We can provide a MR when someone decided how this should be fixed.

casbin-bot commented 2 years ago

@smrpn @hackerchai @PsiACE @GopherJ

hsluoyz commented 2 years ago

@valkum can we use the similar implementation as Go? Will this issue be gone?

valkum commented 2 years ago

Using a replace_all approach similar to go ends up in a panic, as you end up with regex's like: ^/foo/{}$. The go regex engine is fine with such a regex string and interprets { and } as characters instead of an invalid quantifier.

I would imagine this could be abused in a deny rule when /{} is wrongly used as an unnamed wildcard and thus does not match in the go implementation. E.g. deny access to all properties of resource x /resource/{}/property.

The question is: Should this panic or should {} also be replaced by [^/]+? I have a PR ready with switching to a replace_all approach, without any performance drawbacks, but the last question remains.

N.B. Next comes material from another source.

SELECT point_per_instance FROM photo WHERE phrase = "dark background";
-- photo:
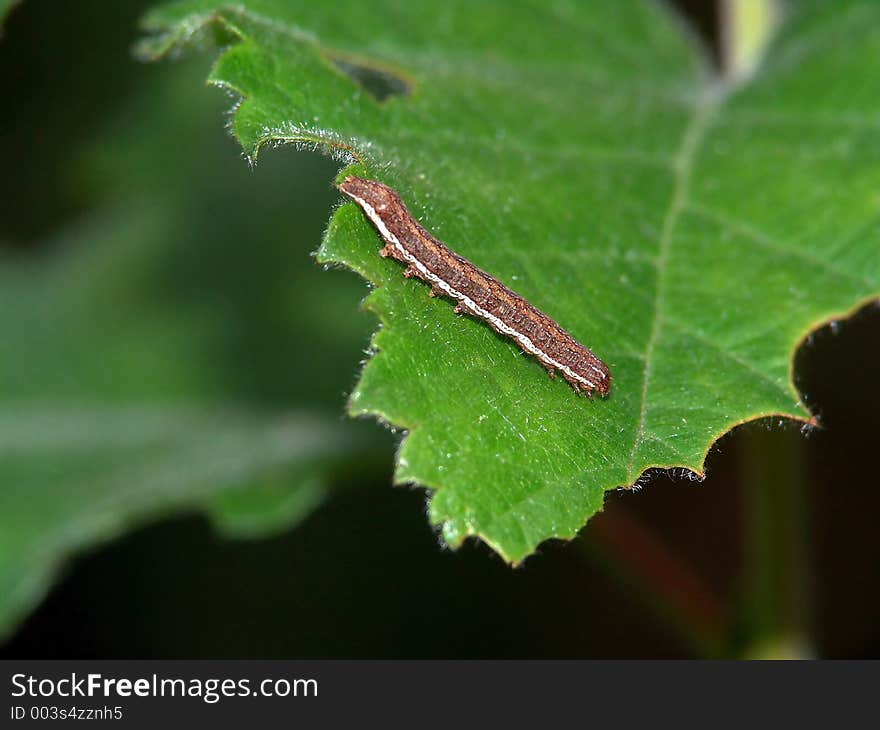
(670, 570)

I can provide a final PR after it is decided what should happen with /{}.

hsluoyz commented 2 years ago

@PsiACE @hackerchai

PsiACE commented 2 years ago

The question is: Should this panic or should {} also be replaced by [^/]+?

If using [^/]+ can be consistent with go, then it should be done.

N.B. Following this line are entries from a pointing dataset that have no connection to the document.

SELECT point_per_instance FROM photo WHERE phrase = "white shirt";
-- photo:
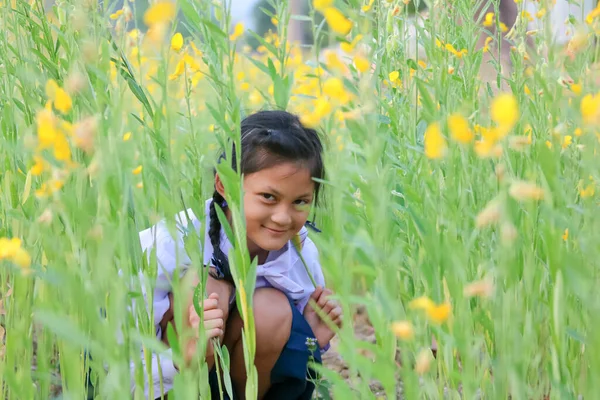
(282, 270)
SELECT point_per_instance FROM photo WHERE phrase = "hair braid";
(219, 259)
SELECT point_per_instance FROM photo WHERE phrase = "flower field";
(460, 206)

Otherwise, it is best to provide a suitable panic message to tell others how to avoid the problem.

valkum commented 2 years ago

If I am right, the go implementation will result in the following:

act regex matches
/foo/{bar} /foo/[^/]+ /foo/{} :heavy_check_mark:
/foo/baz :heavy_check_mark:
/foo/{} /foo/{} /foo/{} :heavy_check_mark:
/foo/baz :negative_squared_cross_mark:

I would assume, as the docs do not say otherwise, to get the following behavior: act regex matches
/foo/{bar} /foo/[^/]+ /foo/{} :heavy_check_mark:
/foo/baz :heavy_check_mark:
/foo/{} /foo/{} /foo/[^/]+ :heavy_check_mark:
/foo/baz :heavy_check_mark:

Regarding the rust version: Having the code panic at this point might be reasonable but also makes it hard to allow for frontend editing for e.g. customers if you provide some way of PaaS, because there is no way to catch that except making sure you do not insert a policy with such an action.